Die Kommission hat hierzu im vergangenen Jahr einen Entwurf für eine Verordnung über die elektronische Identifizierung und Vertrauensdienste für elektronische Transaktionen im Binnenmarkt (KOM(2012) 238/2) vorgelegt.
Der Inhalt im Überblick
Elektronische Identifizierung
Elektronische Identifizierungen sollen die eindeutige Feststellung von Personen ermöglichen, die sich elektronisch im Rechtsverkehr ausweisen möchten. In Deutschland macht eine solche Authentifizierung derzeit der neue Personalausweis möglich.
Ausweisinhaber können sich nach Freischaltung einer entsprechenden Funktion im Internet gegenüber öffentlichen und nicht-öffentlichen Stellen ausweisen und damit Verwaltungsdienstleistungen in Anspruch nehmen oder in einigen Fällen überhaupt erst rechtsverbindlich Geschäfte abschließen.
Wechselseitige Anerkennung nationaler Identifizierungssysteme
Die Kommission strebt mit der Verordnung die gegenseitige Anerkennung nationaler Identifizierungssysteme an. Nationale elektronische IDs sollen auch in einem anderen Mitgliedstaat genutzt werden können, soweit dort elektronische ID-Dienste angeboten werden.

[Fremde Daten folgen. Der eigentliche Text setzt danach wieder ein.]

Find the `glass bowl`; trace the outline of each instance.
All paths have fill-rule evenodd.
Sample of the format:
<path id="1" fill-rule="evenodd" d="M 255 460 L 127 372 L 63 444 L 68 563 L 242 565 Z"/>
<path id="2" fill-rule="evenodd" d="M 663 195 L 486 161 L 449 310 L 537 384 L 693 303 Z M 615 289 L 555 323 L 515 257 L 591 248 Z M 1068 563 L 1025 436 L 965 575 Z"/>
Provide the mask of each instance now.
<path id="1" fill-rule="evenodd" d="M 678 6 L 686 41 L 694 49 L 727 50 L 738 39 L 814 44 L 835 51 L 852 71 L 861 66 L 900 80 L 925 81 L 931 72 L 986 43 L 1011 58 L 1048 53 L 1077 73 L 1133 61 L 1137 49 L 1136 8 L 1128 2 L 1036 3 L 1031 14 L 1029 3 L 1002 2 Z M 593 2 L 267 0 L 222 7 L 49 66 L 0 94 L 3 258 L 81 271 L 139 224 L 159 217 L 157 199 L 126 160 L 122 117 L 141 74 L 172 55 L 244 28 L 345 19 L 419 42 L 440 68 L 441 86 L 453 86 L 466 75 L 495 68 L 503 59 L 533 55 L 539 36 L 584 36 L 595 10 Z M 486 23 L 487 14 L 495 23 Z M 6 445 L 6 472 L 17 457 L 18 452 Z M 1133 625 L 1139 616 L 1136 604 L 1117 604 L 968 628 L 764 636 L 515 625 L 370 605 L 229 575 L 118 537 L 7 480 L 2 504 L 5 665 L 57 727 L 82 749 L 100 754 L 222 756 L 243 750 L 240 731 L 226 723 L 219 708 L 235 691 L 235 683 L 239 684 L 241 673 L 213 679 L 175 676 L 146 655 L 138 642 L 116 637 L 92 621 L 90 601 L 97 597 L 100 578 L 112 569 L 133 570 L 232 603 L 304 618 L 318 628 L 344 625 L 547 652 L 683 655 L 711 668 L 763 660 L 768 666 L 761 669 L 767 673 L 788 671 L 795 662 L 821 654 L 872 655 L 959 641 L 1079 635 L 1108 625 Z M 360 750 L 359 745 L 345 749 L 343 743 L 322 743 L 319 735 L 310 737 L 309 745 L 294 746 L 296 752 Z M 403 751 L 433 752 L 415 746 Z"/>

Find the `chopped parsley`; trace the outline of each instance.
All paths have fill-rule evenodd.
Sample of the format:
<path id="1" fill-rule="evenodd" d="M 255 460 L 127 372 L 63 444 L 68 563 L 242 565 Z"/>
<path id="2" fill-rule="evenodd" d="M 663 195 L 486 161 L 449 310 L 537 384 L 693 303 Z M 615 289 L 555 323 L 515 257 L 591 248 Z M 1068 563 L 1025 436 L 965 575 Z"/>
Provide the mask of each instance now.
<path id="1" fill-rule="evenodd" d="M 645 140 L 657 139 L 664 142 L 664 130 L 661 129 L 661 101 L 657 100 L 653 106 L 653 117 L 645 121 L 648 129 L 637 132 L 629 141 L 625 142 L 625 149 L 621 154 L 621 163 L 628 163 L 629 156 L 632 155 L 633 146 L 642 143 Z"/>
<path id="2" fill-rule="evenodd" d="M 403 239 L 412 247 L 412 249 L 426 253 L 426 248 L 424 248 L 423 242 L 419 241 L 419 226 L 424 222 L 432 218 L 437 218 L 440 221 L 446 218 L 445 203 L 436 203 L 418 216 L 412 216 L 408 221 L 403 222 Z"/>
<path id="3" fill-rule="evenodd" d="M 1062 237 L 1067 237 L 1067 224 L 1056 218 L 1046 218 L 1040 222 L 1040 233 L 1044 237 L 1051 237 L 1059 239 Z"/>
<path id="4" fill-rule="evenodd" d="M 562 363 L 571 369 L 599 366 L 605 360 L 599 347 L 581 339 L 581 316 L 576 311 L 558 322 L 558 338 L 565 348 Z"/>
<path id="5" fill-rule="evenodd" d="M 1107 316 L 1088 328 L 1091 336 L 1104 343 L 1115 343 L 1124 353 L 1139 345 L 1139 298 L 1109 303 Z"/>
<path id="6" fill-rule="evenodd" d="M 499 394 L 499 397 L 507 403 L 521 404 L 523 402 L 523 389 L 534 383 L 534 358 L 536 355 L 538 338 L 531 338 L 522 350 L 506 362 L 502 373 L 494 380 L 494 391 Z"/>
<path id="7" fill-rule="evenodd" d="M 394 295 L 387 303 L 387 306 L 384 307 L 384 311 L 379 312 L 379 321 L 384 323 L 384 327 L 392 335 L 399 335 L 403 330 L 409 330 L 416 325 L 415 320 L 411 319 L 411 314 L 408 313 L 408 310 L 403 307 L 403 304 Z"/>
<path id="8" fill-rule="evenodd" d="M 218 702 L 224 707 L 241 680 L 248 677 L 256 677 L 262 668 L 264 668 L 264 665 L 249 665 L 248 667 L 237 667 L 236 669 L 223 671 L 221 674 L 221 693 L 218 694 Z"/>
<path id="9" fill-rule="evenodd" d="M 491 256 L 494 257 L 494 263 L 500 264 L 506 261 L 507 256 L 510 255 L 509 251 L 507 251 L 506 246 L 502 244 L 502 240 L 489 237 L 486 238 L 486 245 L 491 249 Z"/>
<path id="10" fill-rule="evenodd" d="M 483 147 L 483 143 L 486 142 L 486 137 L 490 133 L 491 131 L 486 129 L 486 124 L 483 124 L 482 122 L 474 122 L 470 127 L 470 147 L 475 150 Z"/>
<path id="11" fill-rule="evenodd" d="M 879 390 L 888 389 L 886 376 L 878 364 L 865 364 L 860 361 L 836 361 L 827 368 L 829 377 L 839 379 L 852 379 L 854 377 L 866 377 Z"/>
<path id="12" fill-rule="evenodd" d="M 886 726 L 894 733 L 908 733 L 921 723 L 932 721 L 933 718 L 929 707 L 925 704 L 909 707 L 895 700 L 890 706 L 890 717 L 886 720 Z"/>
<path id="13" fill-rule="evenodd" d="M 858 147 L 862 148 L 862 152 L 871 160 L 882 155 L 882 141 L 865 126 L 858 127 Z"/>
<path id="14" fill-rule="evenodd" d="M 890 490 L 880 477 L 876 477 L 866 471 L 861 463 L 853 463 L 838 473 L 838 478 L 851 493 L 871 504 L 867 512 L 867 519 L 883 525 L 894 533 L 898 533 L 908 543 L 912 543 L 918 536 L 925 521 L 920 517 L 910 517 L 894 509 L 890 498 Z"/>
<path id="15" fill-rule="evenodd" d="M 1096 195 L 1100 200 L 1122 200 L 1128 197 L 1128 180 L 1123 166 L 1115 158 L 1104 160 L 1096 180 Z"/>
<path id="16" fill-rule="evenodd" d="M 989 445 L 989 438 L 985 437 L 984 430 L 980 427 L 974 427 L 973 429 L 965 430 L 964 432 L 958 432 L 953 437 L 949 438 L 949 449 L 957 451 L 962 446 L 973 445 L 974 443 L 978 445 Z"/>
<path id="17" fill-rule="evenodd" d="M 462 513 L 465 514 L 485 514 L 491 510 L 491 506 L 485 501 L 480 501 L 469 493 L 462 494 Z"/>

Voraussetzung ist allerdings, dass die Identifizierungssysteme zunächst bei der Kommission notifiziert und auf einer entsprechenden Liste veröffentlicht worden sind. Die Mitgliedstaaten werden – so stellt die Kommission klar – durch die Verordnung aber nicht gezwungen, elektronische ID-Karten auszugeben oder entsprechende Infrastrukturen dafür zu schaffen.
Guter Vorstoß, verbesserungsbedürftige Umsetzung
Grundsätzlich handelt es sich um einen begrüßenswerten Vorstoß der Kommission, in einem zunehmend vernetzten Europa auch grenzüberschreitende elektronische Identitätsnachweise zu erleichtern.
Als problematisch erweist sich der Entwurf aber insofern, als dass keine technischen Mindeststandards darin verankert sind. Die Diensteseite darf selbst keine technischen Vorgaben machen, sondern muss alle notifizierten Systeme akzeptieren. Ferner fehlt es in der aktuellen Fassung an einer Regelung, die ausdrücklich die anonymisierte Verwendung der Identitätsdaten vorsieht. Oft reicht nämlich die Information, ob eine gewisse Anforderung erfüllt ist (z.B. gefordertes Mindestalter erreicht) aus, ohne dass weitere Daten weitergegeben werden müssten. Sicherheitsvorgaben wird die Kommission nachträglich mittels delegierter Rechtsakte nach noch unbekannten Kriterien erlassen.